After Jersey transformed the data, the response looks like:

{“EXTENSION_IN”:{“item”:[]},”EXTENSION_OUT”:{“item”:[]},”RETURN”:{“item”:[{“TYPE”:”S”,”ID”:”BC_IBF”,”NUMBER”:”000″,”MESSAGE”:”Method was executed successfully”,”LOG_NO”:””,”LOG_MSG_NO”:”000000″,”MESSAGE_V1″:””,”MESSAGE_V2″:””,”MESSAGE_V3″:””,”MESSAGE_V4″:””,”PARAMETER”:””,”ROW”:0,”FIELD”:””,”SYSTEM”:”NPLCLNT001″}]},”ADDITIONAL_INFO”:{“FLIGHTTIME”:361,”DISTANCE”:2572.0000,”UNIT”:”MI”,”UNIT_ISO”:”SMI”,”PLANETYPE”:”747-400″,”FLIGHTTYPE”:””},”AVAILIBILITY”:{“ECONOMAX”:385,”ECONOFREE”:20,”BUSINMAX”:31,”BUSINFREE”:1,”FIRSTMAX”:21,”FIRSTFREE”:3},”FLIGHT_DATA”:{“AIRLINEID”:”AA”,”AIRLINE”:”American Airlines”,”CONNECTID”:”0017″,”FLIGHTDATE”:1306897200000,”AIRPORTFR”:”JFK”,”CITYFROM”:”NEW YORK”,”AIRPORTTO”:”SFO”,”CITYTO”:”SAN FRANCISCO”,”DEPTIME”:50400000,”ARRTIME”:61260000,”ARRDATE”:1306897200000,”PRICE”:422.9400,”CURR”:”USD”,”CURR_ISO”:”USD”}}

Jersey needs Java 6 and runs in a servlet container. As NetWeaver CE >= 7.2 fulfills these requirements, Jersey can be used to transform POJOs into JSON and expose them using REST. NW CE comes with a framework for creating composite applications (CAF) that can consume BAPIs. CAF uses standard J2EE technology like JCA and Beans. This bean can be used by Jersey to automatically extract the data, transform it into JSON and make it accessible using REST.

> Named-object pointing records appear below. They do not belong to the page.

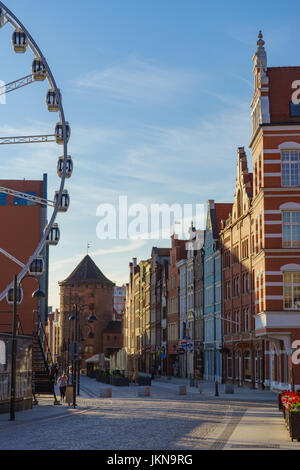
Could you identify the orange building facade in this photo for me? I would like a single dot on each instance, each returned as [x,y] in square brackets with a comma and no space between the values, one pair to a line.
[22,225]
[261,240]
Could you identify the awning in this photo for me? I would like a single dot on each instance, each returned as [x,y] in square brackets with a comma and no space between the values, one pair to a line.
[94,360]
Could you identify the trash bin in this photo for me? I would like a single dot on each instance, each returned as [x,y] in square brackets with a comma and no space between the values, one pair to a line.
[69,394]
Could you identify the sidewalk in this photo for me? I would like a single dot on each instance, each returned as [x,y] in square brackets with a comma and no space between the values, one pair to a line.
[209,390]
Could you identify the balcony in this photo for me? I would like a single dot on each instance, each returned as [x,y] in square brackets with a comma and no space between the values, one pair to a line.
[267,321]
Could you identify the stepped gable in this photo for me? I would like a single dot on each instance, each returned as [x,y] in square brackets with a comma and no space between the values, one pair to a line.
[87,271]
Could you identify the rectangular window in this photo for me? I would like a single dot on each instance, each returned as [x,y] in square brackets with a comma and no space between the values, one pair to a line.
[247,366]
[229,365]
[291,229]
[292,290]
[246,320]
[18,201]
[290,167]
[227,290]
[3,199]
[227,259]
[235,254]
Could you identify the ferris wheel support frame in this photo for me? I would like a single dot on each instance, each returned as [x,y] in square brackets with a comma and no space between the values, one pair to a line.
[11,18]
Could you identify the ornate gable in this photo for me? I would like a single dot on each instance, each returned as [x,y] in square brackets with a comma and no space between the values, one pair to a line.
[243,194]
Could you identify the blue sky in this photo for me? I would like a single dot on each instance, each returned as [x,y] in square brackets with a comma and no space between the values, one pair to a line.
[158,96]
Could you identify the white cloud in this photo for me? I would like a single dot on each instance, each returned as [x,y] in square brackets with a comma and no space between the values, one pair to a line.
[138,82]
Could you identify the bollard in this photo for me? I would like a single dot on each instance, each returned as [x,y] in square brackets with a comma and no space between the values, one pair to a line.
[144,392]
[106,394]
[229,388]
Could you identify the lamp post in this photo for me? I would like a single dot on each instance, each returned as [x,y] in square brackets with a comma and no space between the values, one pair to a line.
[17,299]
[76,348]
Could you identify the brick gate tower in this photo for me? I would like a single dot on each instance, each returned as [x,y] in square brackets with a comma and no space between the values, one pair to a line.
[93,293]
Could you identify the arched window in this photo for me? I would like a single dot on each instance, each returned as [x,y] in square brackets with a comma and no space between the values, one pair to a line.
[239,204]
[247,365]
[2,353]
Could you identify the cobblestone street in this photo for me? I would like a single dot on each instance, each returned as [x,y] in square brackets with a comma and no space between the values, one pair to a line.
[164,421]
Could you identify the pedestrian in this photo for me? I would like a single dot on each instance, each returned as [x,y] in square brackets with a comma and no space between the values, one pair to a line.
[63,382]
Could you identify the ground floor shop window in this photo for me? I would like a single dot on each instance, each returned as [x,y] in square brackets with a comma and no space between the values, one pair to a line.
[229,365]
[247,365]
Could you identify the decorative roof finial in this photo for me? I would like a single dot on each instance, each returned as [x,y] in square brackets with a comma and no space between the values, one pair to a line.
[260,43]
[260,57]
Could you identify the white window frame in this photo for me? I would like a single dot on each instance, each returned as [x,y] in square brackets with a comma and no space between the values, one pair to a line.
[290,164]
[291,242]
[292,284]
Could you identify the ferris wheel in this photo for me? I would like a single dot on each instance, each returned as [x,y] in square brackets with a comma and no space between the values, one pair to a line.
[40,71]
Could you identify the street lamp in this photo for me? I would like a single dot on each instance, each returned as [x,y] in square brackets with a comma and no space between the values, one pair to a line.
[17,300]
[76,350]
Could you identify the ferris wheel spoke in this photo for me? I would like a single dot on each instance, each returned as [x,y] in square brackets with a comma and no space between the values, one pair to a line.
[31,139]
[12,258]
[15,85]
[27,197]
[40,70]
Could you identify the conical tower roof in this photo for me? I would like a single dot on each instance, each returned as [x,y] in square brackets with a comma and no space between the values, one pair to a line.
[87,272]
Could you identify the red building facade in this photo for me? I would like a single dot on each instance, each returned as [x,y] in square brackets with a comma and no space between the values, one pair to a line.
[22,225]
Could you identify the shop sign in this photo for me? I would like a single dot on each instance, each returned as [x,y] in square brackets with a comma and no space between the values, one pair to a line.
[2,353]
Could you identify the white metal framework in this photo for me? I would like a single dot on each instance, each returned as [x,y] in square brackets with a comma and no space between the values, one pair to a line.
[40,70]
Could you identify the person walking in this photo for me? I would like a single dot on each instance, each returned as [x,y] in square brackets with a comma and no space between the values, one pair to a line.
[62,383]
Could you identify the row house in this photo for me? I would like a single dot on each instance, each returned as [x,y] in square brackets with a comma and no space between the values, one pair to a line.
[275,210]
[212,286]
[261,239]
[191,306]
[129,320]
[243,351]
[159,261]
[177,253]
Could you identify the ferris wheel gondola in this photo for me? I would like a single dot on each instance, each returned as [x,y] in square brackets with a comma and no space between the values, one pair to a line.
[40,70]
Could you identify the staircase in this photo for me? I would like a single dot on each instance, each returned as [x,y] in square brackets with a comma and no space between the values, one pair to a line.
[43,383]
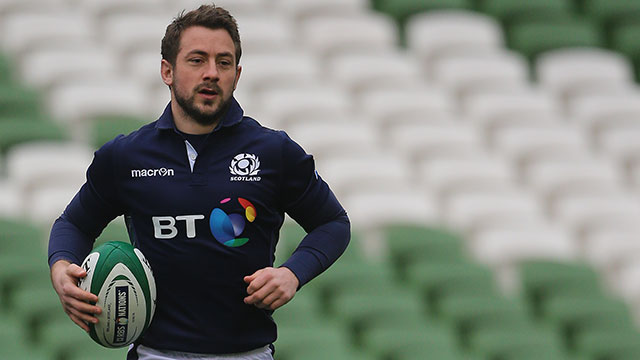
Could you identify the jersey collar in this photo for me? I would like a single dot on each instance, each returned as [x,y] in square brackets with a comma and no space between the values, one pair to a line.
[233,116]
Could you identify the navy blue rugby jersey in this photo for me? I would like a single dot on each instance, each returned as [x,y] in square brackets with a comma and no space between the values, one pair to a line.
[205,224]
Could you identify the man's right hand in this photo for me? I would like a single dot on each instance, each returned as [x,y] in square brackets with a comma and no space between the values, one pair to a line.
[75,301]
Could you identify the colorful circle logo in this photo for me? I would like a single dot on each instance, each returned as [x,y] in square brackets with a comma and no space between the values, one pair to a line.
[227,227]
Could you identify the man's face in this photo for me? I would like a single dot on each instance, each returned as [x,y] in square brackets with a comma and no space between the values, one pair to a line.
[205,74]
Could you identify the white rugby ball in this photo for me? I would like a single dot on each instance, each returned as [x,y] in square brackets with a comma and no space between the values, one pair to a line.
[121,277]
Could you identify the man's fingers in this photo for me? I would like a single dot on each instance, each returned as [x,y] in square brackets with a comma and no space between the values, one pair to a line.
[79,322]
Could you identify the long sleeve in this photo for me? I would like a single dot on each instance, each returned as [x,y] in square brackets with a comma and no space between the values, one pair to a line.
[92,208]
[311,203]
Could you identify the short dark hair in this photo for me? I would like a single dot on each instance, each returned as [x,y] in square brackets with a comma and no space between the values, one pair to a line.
[209,16]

Consuming a BAPI using CAF can be done with no coding involved at all as CAF comes with some nice wizards. Just map the input and output parameters and the code will be generated including the bean that can be used to interact with the BAPI. In the Jersey web application the URL and protocol get defined:

@GET

@Path(“getFlight/carrid/{carrid}/connid/{connid}/fldate/{fldate}”)

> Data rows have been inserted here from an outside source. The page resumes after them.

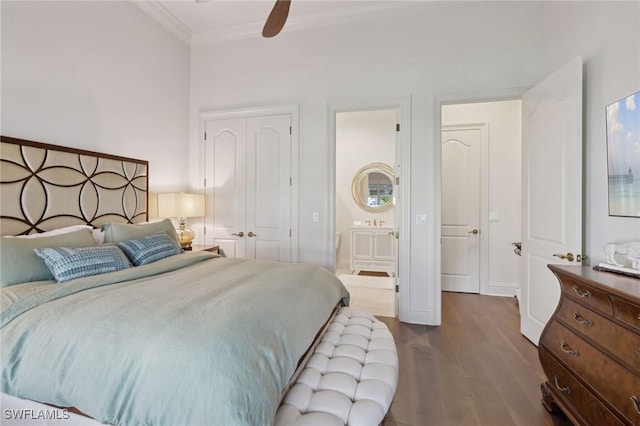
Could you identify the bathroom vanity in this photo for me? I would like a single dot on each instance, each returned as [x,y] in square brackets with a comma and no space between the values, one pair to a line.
[372,249]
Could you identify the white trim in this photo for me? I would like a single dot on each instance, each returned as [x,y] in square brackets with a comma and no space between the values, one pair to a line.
[165,18]
[439,100]
[403,105]
[294,111]
[318,19]
[502,289]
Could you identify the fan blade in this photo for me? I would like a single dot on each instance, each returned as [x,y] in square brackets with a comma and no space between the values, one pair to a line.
[277,18]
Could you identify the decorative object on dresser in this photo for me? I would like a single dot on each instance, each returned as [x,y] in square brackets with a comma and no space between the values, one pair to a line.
[372,249]
[590,348]
[182,206]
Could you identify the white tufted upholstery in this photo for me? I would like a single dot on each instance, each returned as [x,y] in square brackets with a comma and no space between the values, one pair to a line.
[349,380]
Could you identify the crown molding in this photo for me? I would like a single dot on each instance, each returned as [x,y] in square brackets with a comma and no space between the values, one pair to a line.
[326,18]
[321,19]
[166,19]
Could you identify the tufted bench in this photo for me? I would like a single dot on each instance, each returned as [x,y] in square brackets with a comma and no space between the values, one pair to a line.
[349,380]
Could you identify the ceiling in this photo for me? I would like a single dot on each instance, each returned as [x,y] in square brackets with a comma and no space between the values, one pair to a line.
[198,22]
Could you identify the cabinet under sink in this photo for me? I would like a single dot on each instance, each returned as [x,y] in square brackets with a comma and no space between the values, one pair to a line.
[372,249]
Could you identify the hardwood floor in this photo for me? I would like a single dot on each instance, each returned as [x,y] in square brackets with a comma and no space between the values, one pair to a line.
[475,369]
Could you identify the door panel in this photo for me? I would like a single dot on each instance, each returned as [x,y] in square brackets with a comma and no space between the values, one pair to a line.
[461,209]
[226,184]
[249,186]
[552,189]
[269,191]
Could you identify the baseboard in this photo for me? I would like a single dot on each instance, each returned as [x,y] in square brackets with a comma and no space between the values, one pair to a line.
[502,289]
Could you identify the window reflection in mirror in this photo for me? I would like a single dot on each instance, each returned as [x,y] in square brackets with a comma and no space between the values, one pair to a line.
[372,187]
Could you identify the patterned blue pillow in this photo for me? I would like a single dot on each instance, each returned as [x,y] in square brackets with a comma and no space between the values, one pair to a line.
[68,264]
[150,248]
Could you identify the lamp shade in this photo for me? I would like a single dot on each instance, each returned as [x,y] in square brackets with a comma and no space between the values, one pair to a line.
[179,204]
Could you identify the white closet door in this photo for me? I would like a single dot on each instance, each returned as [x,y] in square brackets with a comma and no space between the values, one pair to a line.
[248,172]
[551,190]
[269,187]
[226,186]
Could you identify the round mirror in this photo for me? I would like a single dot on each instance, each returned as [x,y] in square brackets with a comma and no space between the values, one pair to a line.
[372,187]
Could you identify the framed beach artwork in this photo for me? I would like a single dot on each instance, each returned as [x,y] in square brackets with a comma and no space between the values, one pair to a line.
[623,156]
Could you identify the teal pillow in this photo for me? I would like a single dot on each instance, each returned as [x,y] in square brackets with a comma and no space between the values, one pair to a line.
[70,263]
[118,232]
[149,249]
[19,263]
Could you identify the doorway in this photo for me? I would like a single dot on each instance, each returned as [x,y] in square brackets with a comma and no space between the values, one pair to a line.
[365,224]
[481,197]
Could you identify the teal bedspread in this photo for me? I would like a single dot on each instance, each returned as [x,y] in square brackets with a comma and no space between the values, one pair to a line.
[189,340]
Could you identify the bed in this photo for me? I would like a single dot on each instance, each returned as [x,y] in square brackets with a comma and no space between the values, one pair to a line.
[157,336]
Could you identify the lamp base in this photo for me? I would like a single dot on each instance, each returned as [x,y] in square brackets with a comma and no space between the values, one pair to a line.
[185,236]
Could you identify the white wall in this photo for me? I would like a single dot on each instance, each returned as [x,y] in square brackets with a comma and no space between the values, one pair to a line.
[607,36]
[503,120]
[362,137]
[434,48]
[101,76]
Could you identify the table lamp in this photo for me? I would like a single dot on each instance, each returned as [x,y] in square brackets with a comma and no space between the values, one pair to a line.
[181,205]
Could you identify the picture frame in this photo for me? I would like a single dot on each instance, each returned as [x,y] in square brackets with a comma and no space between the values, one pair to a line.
[623,156]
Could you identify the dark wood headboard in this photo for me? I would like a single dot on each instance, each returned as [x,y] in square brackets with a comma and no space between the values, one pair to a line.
[44,187]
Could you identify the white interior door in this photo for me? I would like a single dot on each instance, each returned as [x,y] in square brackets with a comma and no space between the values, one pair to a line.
[269,188]
[552,190]
[460,244]
[249,186]
[226,185]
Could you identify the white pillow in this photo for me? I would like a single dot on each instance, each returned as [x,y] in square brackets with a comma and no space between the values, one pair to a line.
[59,231]
[98,235]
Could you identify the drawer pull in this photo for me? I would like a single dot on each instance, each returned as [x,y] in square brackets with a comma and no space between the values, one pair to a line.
[567,349]
[581,293]
[581,320]
[567,389]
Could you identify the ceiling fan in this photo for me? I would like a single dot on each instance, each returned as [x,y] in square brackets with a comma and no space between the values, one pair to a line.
[277,18]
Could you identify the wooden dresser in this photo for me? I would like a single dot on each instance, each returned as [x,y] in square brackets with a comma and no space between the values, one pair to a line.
[590,349]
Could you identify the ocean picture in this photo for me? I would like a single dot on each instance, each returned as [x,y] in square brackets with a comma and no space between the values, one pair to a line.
[623,156]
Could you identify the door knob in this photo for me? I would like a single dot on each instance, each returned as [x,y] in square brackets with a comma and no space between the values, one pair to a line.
[568,256]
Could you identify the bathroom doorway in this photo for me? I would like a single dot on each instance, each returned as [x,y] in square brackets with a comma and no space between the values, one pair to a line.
[366,258]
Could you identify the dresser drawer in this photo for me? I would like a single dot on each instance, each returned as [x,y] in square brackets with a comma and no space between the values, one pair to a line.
[608,335]
[588,295]
[567,389]
[628,313]
[614,383]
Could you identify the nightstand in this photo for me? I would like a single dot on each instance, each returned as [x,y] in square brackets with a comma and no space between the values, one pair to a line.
[202,247]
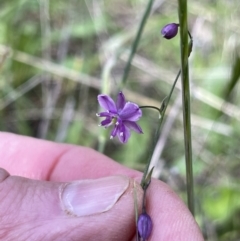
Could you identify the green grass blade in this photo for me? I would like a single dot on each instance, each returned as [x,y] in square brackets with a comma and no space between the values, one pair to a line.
[136,42]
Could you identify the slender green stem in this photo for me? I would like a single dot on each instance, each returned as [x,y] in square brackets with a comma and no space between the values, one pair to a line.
[136,42]
[163,110]
[182,7]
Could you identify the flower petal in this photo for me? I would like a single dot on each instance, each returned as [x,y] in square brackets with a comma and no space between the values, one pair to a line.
[107,103]
[133,126]
[107,122]
[120,101]
[130,112]
[123,133]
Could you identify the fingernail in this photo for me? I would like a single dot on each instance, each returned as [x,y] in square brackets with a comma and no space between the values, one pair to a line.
[86,197]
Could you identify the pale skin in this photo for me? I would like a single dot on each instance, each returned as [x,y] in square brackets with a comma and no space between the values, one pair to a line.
[30,207]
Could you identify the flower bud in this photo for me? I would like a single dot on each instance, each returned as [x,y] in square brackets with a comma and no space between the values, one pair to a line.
[170,30]
[144,226]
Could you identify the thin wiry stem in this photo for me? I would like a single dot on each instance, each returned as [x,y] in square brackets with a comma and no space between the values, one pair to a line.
[163,110]
[136,42]
[182,11]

@Produces(“application/json”)

The CAF bean gets called using the parameters retrieved from the URL:

out = e.bapiFLIGHTGETDETAIL(null, null, null, carrid, connid, flightDate);

That’s it. Jersey will do the rest:

How the URL gets constructed is up to you, the parameters can be part of the URL as above or a query. You can also define if it is GET, POST, PUT, etc. If you want to do some coding you can adjust the output, or combine the result of several BAPIs into one Java object that JSON will expose.

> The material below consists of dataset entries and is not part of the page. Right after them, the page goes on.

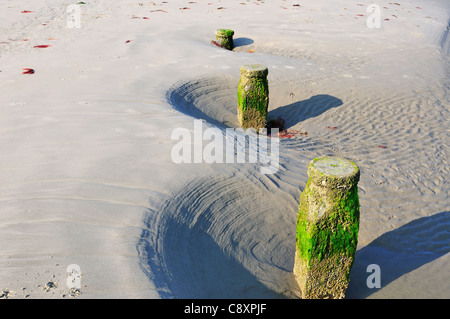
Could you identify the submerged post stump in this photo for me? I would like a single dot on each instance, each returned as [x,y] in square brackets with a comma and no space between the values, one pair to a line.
[327,228]
[224,38]
[253,96]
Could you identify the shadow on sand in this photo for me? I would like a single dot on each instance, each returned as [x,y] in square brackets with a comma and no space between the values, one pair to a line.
[302,110]
[400,251]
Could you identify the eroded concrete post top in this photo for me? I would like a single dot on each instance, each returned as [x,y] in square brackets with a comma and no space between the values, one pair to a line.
[327,228]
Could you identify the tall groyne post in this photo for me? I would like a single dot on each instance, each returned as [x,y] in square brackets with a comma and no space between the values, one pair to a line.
[327,228]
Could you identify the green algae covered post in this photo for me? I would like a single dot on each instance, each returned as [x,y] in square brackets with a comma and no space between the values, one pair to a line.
[224,38]
[327,228]
[253,96]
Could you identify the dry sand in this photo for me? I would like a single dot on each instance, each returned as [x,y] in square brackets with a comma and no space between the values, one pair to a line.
[86,171]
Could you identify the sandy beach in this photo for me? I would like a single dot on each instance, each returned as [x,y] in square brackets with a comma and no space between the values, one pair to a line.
[92,92]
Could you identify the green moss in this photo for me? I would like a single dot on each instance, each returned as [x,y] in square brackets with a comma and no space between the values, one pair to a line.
[336,232]
[253,94]
[224,38]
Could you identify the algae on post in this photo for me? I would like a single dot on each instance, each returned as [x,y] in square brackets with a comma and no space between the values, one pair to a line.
[253,96]
[327,228]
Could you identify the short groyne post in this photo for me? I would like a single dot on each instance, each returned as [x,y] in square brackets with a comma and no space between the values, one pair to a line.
[224,38]
[327,228]
[253,96]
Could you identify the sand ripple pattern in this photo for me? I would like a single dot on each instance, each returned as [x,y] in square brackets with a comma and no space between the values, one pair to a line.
[219,239]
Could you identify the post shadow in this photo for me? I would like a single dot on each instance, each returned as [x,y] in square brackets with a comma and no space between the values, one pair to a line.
[302,110]
[189,264]
[400,251]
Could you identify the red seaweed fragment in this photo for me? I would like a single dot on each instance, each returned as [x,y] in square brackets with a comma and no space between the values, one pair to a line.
[27,71]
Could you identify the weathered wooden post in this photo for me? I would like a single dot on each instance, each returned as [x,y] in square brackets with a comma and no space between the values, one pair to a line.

Now that the BAPI can be accessed in a RESTful way and the data retrieved is in the JSON format, it’s easy to use the data in a Javascript framework like jQuery with Datatables:

The actual coding for making the CAF bean accessible to Jersey and expose the data is less than 10 lines of code. From CAF to Jersey to a running HTML application it does not even take 30 minutes.

The framework I used for interacting with the ABAP system is CAF, a framework available for NetWeaver Java since a while (7.0): well documented enterprise ready and supported. If you want or need to expose your BAPI by REST and JSON or XML and you have a NetWeaver CE >= 7.2 (like Portal 7.3) available, you can start today. As your NW CE system is a separate one, upgrades won’t affect your backend system and as Jersey is also a separate application; changes to Jersey don’t affect your other CE server and applications. Of course you don’t need NW CE for using Jersey and CAF for interacting with BAPI. Every platform that Jersey supports and where you can use JCo from SAP to call a BAPI can be used like tomcat. It just means that some extra configuration and coding will be necessary. This also implies that your backend ABAP system can be used as long as a JCo connection to it is possible.